# From classical Sklearn ML workflow to Sklearn pipelines

In [1]:
import pandas as pd
import numpy as np
import json
from scipy import sparse

import matplotlib.pyplot as plt
import seaborn as sns
%matplotlib notebook
sns.set_style('whitegrid')

from sklearn.preprocessing import StandardScaler, OneHotEncoder
from sklearn.impute import SimpleImputer
from sklearn.pipeline import make_pipeline
from sklearn.compose import make_column_transformer
from sklearn.compose import make_column_selector as selector

from imblearn.pipeline import make_pipeline as make_pipeline_with_sampler
from imblearn.over_sampling import RandomOverSampler

from sklearn.linear_model import LogisticRegression
from sklearn.dummy import DummyClassifier

from sklearn.model_selection import cross_validate, StratifiedKFold
from sklearn.metrics import accuracy_score, balanced_accuracy_score, f1_score

## 1. Machine learning pipelines

In [2]:
# Orignal Authors: Jesse E.Agbe (JCharis)
# Original source: https://blog.jcharistech.com/2021/02/05/building-machine-learning-pipelines-with-scikit-learn-python/#:~:text=A%20Pipeline%20consists%20of%20a,means%20of%20automating%20a%20workflow.
# Modified by Dr Adnane Ez-zizi 

### 1.1. What is a machine learning pipeline?
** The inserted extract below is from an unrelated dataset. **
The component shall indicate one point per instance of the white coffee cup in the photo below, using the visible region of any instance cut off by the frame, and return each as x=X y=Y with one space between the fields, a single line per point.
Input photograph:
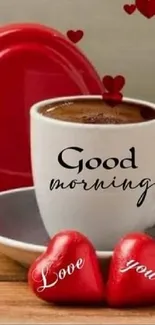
x=124 y=203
A Machine Learning (ML) pipeline as a sequence of processing elements or functions, where the output of one element becomes the input for the next. It is a method for chaining functions and tasks typically found in workflows and is used across various fields such as Data Science, Machine Learning, DevOps, Manufacturing, and general Software Development. The concept mirrors the continuous life cycle of an assembly line in the manufacturing industry.

ML Pipeline serve to automate the Machine Learning workflow, enabling the codification and automation of producing usable ML models. It is an independently executable workflow that completes an ML task by executing tasks in sequence automatically, including data transformation, training, and model building, to achieve a specific output. This automation aims to package workflows or sequences of tasks to enhance efficiency and organization, ensuring the process is well-structured and reproducible.

### 1.2. Advantages of using ML pipelines

- Making the building of models more efficient and simplified.
- Helping to cut redundant work.
- Moving the product from just the model to a complete pipeline/workflow, which improves efficiency and scalability.
- Making it easier to monitor and tune each component of the process.
- Reducing the chance of error and saving time by automating repetitive tasks.

### 1.3. Pipeline stages

1) **Transformer Stage:** A transformer takes a dataset as input and produces a transformed/augmented dataset as output. It processes the data and converts it into a feature-ready dataset. An example of this is a tokenizer.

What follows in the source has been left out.